I was reading from the Genotype Harmonizer webpage at https://github.com/molgenis/systemsgenetics/wiki/Genotype-Harmonizer#typical-usage-scenarios, and I noticed the following (it is about imputation, but the same logic would apply to my trans-ethnic fine-mapping experiments).
"When imputing genotype data the strand of both the study data to impute and the reference data used for imputation need to be identical. Some imputation tools can swap the strand of non-ambiguous SNPs but this is not possible for AT and GC SNPs. AT and GC can be swapped using minor allele frequency but this is not reliable, especially for variants with a high minor allele frequency. The Genotype Harmonizer solves these problems by using LD structure of nearby variants."
For some of the studies, I only have association summary statistics, including MAF. Thus, I cannot use an LD approach. However, regarding the portion that is bold, my question is, provided that the minor allele frequency is not close to 0.5, why is this unreliable? For example, if we have a SNP rs1234 with A: 0.800 and T: 0.200, just how unreliable is it to assign a strand using MAF? But more importantly, I would like to know the reasons why it is unreliable.
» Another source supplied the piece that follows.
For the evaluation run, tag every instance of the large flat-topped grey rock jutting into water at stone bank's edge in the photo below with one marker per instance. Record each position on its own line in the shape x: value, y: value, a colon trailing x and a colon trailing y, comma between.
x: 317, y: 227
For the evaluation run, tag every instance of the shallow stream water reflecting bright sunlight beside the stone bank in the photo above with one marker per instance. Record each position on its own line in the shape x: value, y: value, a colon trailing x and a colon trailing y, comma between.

** Edit - I continued reading the Genotype Harmonizer manuscript. At one point, they clarify:
One solution to the problem of unknown strands is to compare the minor allele between two datasets. However, use of the minor allele is not ideal as it can differ between datasets and populations, especially for common variants.
This makes sense, because the minor allele of many variants, including AT and GC SNPs, can be different in different populations. Thus, a SNP that has MAF not near 0.5 in one subpopulation may still have MAF near 0.5 in another subpopulation. However, in my case, I know the population code of all the individuals in my data and in the reference datasets I used to align the other SNPs.
So, provided that I do the alignment to the + strand on a subpopulation by subpopulation basis, then am I OK to use MAF to assign strand? To clarify, I would drop any AT or GC SNP having 0.3 < MAF < 0.5 in one or more subpopulation. If I take this route, are there still any [systematic, rather than sporadic] issues with doing this, or if those precautions are taken is it alright?